Inhaled corticosteroids have also been proved to reduce exacerbation risk. Fluticasone demonstrated clear efficacy in this regard, Dr Hanania said, and in the TORCH (Towards a Revolution in COPD Health) trial, the combination of a long-acting betaagonist and an inhaled corticosteroid decreased the number of exacerbations. In patients with severe COPD, triple therapy with tiotropium, fluticasone, and salmeterol may reduce hospitalization risk, as observed in the Canadian Optimal Therapy of COPD trial.

The data behind mucolytics with respect to exacerbation risk are mixed. In the PEACE study, oral carbocisteine decreased exacerbation risk by about one third compared with placebo, but results from the BRONCUS (Bronchitis Randomized on NAC Cost-Utility Study) showed no beneficial effect of acetylcysteine on exacerbations. The conflicting data may possibly be explained by the different patient populations enrolled in the studies and the different pharmacologic properties of the 2 mucolytics, said Dr Cazzola, Professor of Respiratory Medicine, University of Rome Tor Vergata, Italy.

“The BRONCUS study recruited less severe patients, with a forced expiratory volume in 1 second [FEV1] predicted of 57% in BRONCUS patients compared with 43% in the PEACE study,” Dr Cazzola said.

Furthermore, more patients in BRONCUS than in the PEACE study were being treated with inhaled corticosteroids (70% vs 17%), which might have diluted the findings in BRONCUS. In addition, the PEACE study was conducted in Chinese patients, whereas BRONCUS enrolled white patients, and there may be pharmacogenetic differences between these 2 ethnic groups, Dr Cazzola said.

With respect to the 2 mucolytics studied, the action of carbocisteine is unique and may, in part, depend on inhibition of viral adherence to the airway.

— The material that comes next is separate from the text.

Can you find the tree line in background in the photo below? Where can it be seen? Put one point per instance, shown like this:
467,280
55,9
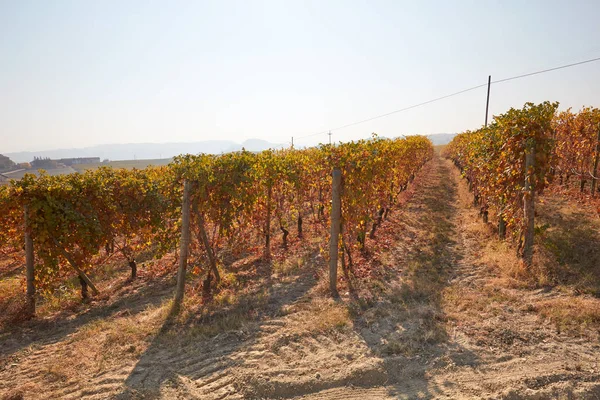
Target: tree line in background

Because bacterial infection is one of the most important risk factors in COPD exacerbations, it has been proposed that antibiotics could reduce risk. Cyclical moxifloxacin (5 days every 8 weeks) was shown to decrease exacerbations compared with placebo.

A polyvalent mechanical bacterial lysate (the first 10 days of 3 consecutive months) added to regular treatment with salmeterol/fluticasone reduced the total number of exacerbations, the rate of exacerbations per patient per year, the number of exacerbations that required treatment with oral corticosteroids, and the total rate of hospitalizations in a study of 63 patients with COPD, Dr Cazzola said.

While waiting for new families of antibiotics to be developed, current antimicrobial strategy may need to be changed, he said. This may include administration of inhaled or nebulized antibiotics, which would require a motivated patient and is expensive. Another option is to use antibiotics with different mechanisms of action in combination to reduce the possible development of resistance, but “this approach will increase costs and possible side effects.”

Emerging therapies with some success at preventing exacerbations are indacaterol, which increased the median time to a first exacerbation over 52 weeks compared with placebo; aclidinium, which improved the time to a first moderate-to-severe exacerbation in 2 clinical studies; and roflumilast, which was effective in reducing exacerbations with 1 year of treatment in patients with severe COPD.